I tell her about the Ethiopian architect I met at the gate, who told me she had worked in Glasgow more than 30 years ago, and enjoyed travelling to Skye in her time off.
The fleeting connection makes Lesley Lokko smile. The island is where she first came across the Hebridean design practice Dualchas, and invited them to exhibit in Venice.
“The personal connections and histories and threads have been very important to me.
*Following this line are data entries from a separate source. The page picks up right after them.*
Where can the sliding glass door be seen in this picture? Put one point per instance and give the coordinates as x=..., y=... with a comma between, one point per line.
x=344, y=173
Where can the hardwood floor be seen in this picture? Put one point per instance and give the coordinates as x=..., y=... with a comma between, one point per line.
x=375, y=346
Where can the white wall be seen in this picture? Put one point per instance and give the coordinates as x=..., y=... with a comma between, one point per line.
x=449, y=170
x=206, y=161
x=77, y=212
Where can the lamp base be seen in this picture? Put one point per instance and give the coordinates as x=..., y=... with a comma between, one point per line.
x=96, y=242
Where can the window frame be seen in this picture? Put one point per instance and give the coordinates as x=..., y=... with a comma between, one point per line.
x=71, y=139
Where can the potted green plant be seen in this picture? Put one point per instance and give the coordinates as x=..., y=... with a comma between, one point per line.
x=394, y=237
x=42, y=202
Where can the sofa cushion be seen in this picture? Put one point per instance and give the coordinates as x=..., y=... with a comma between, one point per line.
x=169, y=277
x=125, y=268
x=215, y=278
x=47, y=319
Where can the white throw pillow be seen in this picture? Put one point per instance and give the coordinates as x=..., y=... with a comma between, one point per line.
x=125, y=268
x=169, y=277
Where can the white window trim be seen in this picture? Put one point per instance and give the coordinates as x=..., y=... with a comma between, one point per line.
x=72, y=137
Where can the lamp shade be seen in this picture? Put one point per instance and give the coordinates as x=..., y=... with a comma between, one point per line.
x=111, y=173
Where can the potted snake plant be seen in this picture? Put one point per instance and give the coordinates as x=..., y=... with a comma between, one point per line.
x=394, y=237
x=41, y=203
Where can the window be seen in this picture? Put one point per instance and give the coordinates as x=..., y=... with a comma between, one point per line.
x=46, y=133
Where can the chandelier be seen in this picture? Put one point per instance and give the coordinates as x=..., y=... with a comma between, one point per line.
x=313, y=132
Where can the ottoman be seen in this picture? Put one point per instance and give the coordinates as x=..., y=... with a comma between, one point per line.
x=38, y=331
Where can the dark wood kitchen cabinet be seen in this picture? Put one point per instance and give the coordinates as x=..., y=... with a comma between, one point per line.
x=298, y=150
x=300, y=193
I met Dualchas on Skye through a very close friend,” she says.
“And their work around questions of identity and heritage and language absolutely resonate with the exhibition as a whole.
“So I’m very much hoping that people will make these connections across geography so that we understand the nation state is not the thing which defines us – there are things which are much deeper and older than your passport.”
Their installation – also called Dualchas, which means cultural heritage – is a personal reflection on the roots of their practice and a celebration of the architecture of the Highlands and Islands.
Part of the remit was that their involvement should be as light as possible.
In the end, the group brought only a violin case containing a fiddle and a Gaelic bible, artefacts linking the families of directors Rory Flyn and Neil Stephen.
The installation of the four-piece film was done using local resources, and can be toured around Scotland afterwards.
Scotland is represented on the fringe of the main festival with an exhibition exploring land issues around Loch Ness, Orkney and Ravenscraig.
Across the festival, the themes of climate change and sustainability are all around, apt for a city where mass tourism continues to cause huge damage.
The Scotland + Venice partnership announced earlier this year that it intended to pause involvement with the event and will hold a consultation to decide on future involvement.
Lesley Lokko recognises the challenges of staging any festival in such a fragile environment.
“The questions of resources, of carbon footprint, of flights bringing all these people here… I had to think carefully about the impact.
“For me, the impact outweighed the cost here because it’s one of the few opportunities you get to dialogue with your colleagues in this way.”
And she says the chance to showcase African architects and architecture was too important an opportunity to miss.
“Maybe it’s the perfect moment for this kind of exhibition,” she adds.
“I hope that the next time a gathering like this happens, it will not be under the rubric of Africa. It will not be ‘other’.
“I happen to be in the right place at the right time to crack open the door but one wishes always that the door remains firmly open.”